8.2.4. Cache technology.

In older computers, cache memories were build with very fast RAM and associative

memory chips. Progress in VLSI technology and in computer architecture has

resulted, the last few years, in caches being integrated with the processor on a single

chip. This results in major performance benefits, as, in modern low power digital

electronics, speed inside a chip can be several times higher than what is attainable

when the signals have to leave the chip. This difference is due to the parasitic

capacitances which have to be charged or discharged at each state transition. Inside a

chip these capacitances are very small, while outside a chip, due to the sockets and the

printed interconnections, they can be orders of magnitude larger. Older processors

tended to have very complex instruction sets, requiring very large ROM’s for storing

the microcode, and leaving no room on the chip for caches. Computer architects in the

eighties found out that eliminating seldom used instructions does not significantly

affect overall performance, but frees silicon space which can be used for on-chip

cache memories. This design philosophy underlies most of the modern “Reduced

Instruction Set Computers” such as the Hewlett Packard “Precision Architecture”, the

Digital Equipment “Alpha” processor, the IBM “RS6000” processors and the SUN

“Sparc”.

8.3. Disk caches.

Exactly the same considerations can be developed about the data traffic between disk

and central memory as those which were developed about the data traffic between

central memory and the processor. The only differences reside in the time scale and

the page size: central memory caches must be capable of improving upon the typical

100 ns central memory access times, while disk caches only have to improve upon the

mechanically imposed access times of peripheral memories which are, at least, in the

10 ms range. Central memory caches have to be implemented in hardware, preferably

even on the processor chip, while disk caches can be implemented by software, and

can use a fully associative organization, with “Least Recently Used” replacement

policy, without running into prohibitive cost issues. Pages used in central memory

caches typically contain a few tens of bytes while disk caches normally handle entire

disk sectors or tracks containing often more than 1000 bytes.

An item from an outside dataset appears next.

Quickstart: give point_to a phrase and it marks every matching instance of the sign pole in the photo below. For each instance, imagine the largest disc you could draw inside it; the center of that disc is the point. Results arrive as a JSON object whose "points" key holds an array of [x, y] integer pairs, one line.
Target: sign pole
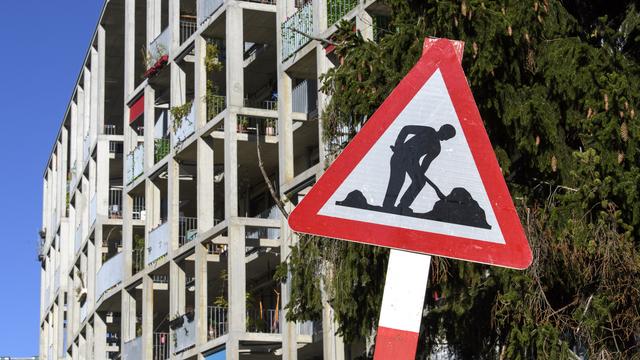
{"points": [[402, 304]]}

The program SMARTDRV, which is standard in MS/DOS, is a good example of a disk

cache implemented in software, which uses part of central memory to store

temporarily data in transit between other parts of central memory and the disk. To be


Chapter -

8/11/2019 archulb08


convinced of the benefits of a disk cache, the reader can remove (temporarily) the

SMARTDRV command from the AUTOEXEC.BAT or CONFIG.SYS files and evaluate

the performance of programs exchanging lots of data with the disk.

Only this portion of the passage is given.